We manage to drash (make or find meaning in) even the items on our lunch plates. David's eating sushi, which is obviously a representation of the Sea. I'm eating eggplant, which is purple, the color of royalty, hinting at the Sovereign Who redeemed us from slavery. When it comes time for the R'Evan sandwich -- a slice of onion atop a piece of fruit, reminding us that even bitterness or pain can be a catalyst for growth and enhancement -- we have no onion, so we make do with wasabi.

We're laughing as we make these substitutions on the fly, but we're also feeling something real.

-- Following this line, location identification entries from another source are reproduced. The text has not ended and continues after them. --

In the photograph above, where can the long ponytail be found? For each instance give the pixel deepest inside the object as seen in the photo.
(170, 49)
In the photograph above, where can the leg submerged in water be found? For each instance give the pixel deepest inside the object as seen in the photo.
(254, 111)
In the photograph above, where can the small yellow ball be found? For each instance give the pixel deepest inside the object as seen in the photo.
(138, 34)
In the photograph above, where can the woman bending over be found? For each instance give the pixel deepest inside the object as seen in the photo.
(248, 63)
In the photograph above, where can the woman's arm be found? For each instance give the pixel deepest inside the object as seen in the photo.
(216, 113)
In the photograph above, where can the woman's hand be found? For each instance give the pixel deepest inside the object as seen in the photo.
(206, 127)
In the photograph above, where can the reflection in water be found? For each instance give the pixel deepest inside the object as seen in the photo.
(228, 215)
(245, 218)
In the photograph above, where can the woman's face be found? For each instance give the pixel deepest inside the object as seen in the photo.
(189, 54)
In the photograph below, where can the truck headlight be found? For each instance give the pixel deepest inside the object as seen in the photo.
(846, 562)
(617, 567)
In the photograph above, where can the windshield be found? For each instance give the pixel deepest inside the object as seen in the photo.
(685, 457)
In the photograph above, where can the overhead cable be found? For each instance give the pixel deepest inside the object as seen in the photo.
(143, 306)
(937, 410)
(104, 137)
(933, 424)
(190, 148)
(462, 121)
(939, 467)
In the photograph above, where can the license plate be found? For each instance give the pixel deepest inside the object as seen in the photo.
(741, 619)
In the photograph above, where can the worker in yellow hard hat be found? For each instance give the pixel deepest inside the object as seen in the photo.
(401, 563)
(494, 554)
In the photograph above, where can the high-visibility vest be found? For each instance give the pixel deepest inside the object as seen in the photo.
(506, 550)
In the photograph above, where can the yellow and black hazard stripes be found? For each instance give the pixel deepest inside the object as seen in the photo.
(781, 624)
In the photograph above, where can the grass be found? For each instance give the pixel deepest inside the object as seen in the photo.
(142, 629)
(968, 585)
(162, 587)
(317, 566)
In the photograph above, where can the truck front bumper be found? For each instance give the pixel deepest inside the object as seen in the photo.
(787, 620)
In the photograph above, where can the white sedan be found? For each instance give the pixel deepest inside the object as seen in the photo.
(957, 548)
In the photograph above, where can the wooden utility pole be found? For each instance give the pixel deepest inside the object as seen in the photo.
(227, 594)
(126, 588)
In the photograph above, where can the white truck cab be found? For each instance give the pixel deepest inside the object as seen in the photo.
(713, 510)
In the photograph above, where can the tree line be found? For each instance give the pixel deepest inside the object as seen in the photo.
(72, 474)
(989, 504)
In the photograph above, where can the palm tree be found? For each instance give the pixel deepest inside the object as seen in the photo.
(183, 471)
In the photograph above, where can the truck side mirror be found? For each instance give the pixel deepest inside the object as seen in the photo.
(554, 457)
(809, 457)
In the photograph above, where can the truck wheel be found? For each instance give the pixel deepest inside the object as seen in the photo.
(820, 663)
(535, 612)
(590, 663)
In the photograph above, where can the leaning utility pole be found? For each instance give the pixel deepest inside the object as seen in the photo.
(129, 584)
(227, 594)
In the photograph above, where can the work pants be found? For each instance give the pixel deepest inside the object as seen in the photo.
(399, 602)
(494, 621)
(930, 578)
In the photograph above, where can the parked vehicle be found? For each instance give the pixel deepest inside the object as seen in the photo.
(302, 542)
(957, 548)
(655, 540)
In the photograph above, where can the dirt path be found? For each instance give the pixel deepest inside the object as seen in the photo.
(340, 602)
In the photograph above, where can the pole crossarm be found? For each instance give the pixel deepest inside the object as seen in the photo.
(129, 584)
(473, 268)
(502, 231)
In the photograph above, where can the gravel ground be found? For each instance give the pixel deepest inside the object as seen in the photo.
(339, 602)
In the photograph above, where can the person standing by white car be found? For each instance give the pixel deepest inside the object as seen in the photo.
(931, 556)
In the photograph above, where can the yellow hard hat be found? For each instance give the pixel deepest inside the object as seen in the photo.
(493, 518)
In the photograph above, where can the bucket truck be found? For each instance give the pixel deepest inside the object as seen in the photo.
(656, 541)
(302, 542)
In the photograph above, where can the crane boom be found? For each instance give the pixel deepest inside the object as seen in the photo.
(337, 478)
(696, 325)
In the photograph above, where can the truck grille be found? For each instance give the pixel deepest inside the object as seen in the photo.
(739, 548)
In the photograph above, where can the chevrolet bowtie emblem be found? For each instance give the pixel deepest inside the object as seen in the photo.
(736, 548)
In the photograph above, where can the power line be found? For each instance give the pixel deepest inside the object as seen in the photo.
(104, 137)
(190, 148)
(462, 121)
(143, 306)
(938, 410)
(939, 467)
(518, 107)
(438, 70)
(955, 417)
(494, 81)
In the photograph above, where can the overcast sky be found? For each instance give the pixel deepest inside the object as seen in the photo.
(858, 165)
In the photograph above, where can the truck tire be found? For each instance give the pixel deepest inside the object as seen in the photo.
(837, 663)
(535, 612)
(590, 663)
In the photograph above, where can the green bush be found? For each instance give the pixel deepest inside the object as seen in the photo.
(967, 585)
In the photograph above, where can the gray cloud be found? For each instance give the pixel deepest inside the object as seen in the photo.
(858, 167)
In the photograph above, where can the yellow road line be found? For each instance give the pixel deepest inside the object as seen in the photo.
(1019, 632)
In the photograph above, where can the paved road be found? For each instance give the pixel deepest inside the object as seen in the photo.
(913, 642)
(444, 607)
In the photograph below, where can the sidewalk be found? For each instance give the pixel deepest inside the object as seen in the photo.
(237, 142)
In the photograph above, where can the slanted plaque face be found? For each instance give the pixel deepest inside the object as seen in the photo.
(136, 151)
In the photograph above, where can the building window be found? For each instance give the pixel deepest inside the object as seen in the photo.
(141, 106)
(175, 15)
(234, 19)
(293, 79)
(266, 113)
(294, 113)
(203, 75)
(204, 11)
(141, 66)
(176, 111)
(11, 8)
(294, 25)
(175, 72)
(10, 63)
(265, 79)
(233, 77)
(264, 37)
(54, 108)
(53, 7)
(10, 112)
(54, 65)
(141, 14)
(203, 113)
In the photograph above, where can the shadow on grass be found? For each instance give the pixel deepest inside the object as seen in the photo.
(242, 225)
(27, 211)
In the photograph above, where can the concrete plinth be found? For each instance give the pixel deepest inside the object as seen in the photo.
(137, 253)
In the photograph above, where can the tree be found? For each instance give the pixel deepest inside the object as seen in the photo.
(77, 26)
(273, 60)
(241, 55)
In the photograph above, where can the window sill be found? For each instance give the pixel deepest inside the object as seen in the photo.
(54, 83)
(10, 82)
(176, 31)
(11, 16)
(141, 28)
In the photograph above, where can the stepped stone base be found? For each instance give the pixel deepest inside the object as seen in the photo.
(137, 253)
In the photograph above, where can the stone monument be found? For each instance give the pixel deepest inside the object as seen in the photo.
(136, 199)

All of this is performative midrash happening in realtime. It's part of the never-ending work of adding to tradition's story that is in some ways the core mission of Jewish Renewal -- as the Haggadah says, whoever enlarges the retelling of the Exodus is praiseworthy. Jewish tradition isn't something fixed, unchangeable. Our task is always bringing it to life in a way that speaks to who we are here and now.

This is the work of spiritual life: working with what we have, instead of what we thought we might have. Sanctifying what is, even if it isn't exactly what we expected. Resisting the impulse which says "I'm not ready for transformation because I don't have all the items on my list" -- if we wait until we feel fully ready, we might never leap at all. The seventh day of Pesach is about leaping even when we don't feel ready, trusting that loving arms will catch us; that the sea will part for us.

Look up from the muddy sea floor. Notice the miracle. It's the seventh day of Pesach. What song of rejoicing will you sing now that we have come through these narrow straits, these walls of water, and emerged on the other side?